Trace Fetching (langfuse_fetcher.py)

def fetch_all_traces(name: str):
    # Fetch traces in batches with retry logic
    # Handle pagination and timeouts
    return all_traces

External Metrics Calculation

def evaluate_and_update_trace_scores(name: str = "reranking_evaluation", top_k: int = 10):
    traces = fetch_all_traces(name)
    for trace in traces:
        # Extract similarity scores and relevance data
        is_relevant = trace.output["is_relevant"]
        sim_scores = trace.output["similarity_scores"]

        # Compute metrics
        mrr = reciprocal_rank_at_k(is_relevant, sim_scores, k=top_k)
        ap = ap_score(is_relevant, sim_scores)

        # Update trace with new scores
        update_trace_scores(trace.id, mrr, ap)

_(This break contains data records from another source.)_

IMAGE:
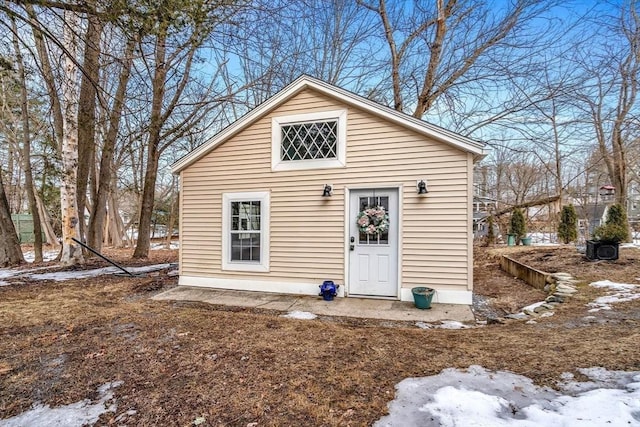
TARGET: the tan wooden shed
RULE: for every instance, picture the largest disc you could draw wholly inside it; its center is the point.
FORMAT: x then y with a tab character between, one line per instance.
317	184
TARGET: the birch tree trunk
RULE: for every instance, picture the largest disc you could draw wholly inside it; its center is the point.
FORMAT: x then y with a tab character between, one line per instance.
87	113
26	149
98	211
71	251
10	251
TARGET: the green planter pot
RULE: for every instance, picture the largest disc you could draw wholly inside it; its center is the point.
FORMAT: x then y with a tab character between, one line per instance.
422	297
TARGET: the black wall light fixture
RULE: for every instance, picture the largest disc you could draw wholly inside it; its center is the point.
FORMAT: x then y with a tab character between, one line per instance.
421	186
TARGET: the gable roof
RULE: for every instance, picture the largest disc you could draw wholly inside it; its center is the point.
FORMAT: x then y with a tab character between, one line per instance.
306	82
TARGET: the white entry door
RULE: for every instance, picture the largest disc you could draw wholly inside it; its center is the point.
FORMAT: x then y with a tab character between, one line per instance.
373	245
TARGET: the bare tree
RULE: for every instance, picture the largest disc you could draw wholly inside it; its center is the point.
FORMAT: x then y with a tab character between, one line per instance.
177	100
609	96
442	48
10	251
71	251
26	147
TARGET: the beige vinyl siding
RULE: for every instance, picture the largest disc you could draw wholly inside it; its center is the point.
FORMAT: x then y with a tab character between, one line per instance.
307	235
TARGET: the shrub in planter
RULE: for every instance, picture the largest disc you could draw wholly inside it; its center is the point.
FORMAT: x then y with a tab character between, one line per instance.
568	227
491	235
615	227
518	227
608	236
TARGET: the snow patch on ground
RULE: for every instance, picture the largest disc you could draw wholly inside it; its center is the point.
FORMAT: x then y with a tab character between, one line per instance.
83	274
6	273
479	397
30	256
76	414
157	246
532	306
618	292
304	315
444	324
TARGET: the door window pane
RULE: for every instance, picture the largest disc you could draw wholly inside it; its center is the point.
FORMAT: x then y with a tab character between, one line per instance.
382	238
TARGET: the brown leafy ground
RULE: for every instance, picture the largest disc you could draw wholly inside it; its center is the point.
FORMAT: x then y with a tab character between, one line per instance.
60	341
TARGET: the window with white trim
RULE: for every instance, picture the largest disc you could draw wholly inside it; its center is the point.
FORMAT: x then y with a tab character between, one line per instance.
245	233
309	141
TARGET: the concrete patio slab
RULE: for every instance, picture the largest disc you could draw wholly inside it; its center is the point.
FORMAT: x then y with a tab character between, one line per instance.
342	307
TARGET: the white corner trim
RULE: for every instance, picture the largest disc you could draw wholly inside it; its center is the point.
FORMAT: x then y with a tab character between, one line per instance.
265	207
277	164
442	296
279	287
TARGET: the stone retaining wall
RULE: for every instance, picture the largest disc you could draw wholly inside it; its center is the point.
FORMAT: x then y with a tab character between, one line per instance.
536	278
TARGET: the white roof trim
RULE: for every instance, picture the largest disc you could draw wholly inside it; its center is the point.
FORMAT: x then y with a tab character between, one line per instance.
304	82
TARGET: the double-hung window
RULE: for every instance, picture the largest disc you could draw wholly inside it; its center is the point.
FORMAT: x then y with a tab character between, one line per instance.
309	141
245	234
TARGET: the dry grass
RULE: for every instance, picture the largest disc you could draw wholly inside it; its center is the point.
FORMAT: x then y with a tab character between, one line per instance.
238	366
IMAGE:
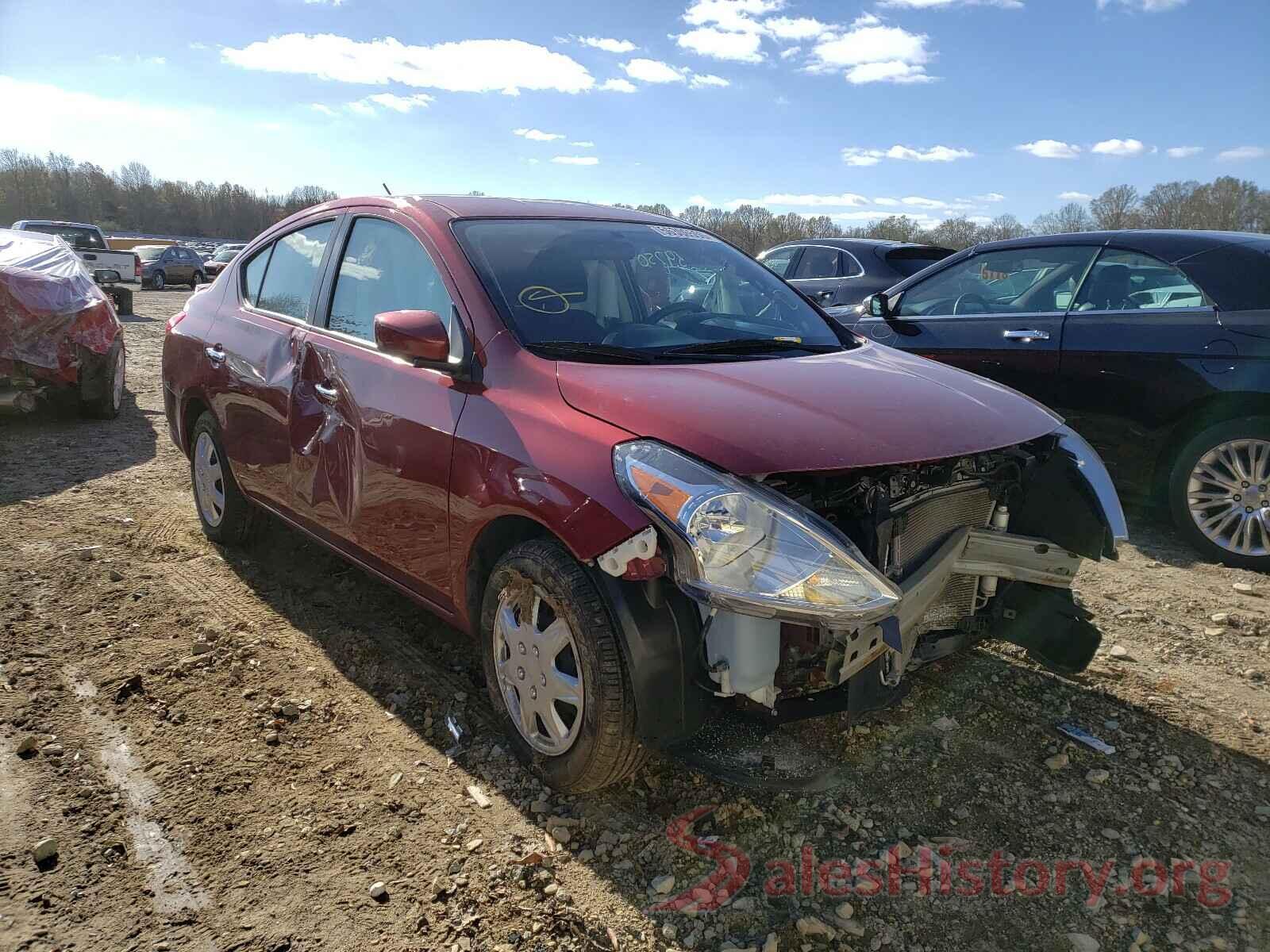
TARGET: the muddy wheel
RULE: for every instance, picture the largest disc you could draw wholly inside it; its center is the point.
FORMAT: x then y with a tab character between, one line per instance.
226	516
1219	493
102	380
556	670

Score Updates (langfuse_updater.py)

def update_trace_scores(trace_id: str, mrr: float, ap: float):
    langfuse.create_score(
        trace_id=trace_id,
        name="mrr@10",
        value=mrr,
        comment="Mean Reciprocal Rank at 10"
    )
    langfuse.create_score(
        trace_id=trace_id,
        name="average_precision", 
        value=ap,
        comment="Average Precision Score"
    )

Step 3: View Results

After running the external evaluation, you can:

  1. View in Langfuse UI: Check your Langfuse dashboard to see the updated traces with additional scores
  2. Analyze Metrics: The external evaluation script prints summary statistics:
    Processed 150 traces
    Mean MRR@10: 0.4231
    Mean AP:     0.4792
    

Customisation

You can extend this pipeline by:

  1. Adding New Metrics: Implement additional functions in reranking_metrics.py and call them in the external evaluation script.
  2. Different Tasks: Adapt the pattern for other evaluation tasks by changing the trace generation and evaluation logic.
  3. Custom Filters: Modify the trace fetching logic to filter specific subsets.
  4. Batch Processing: Process traces in batches for large datasets.

This approach provides a powerful way to enhance the LLM evaluation workflow with comprehensive tracing and flexible metric computation.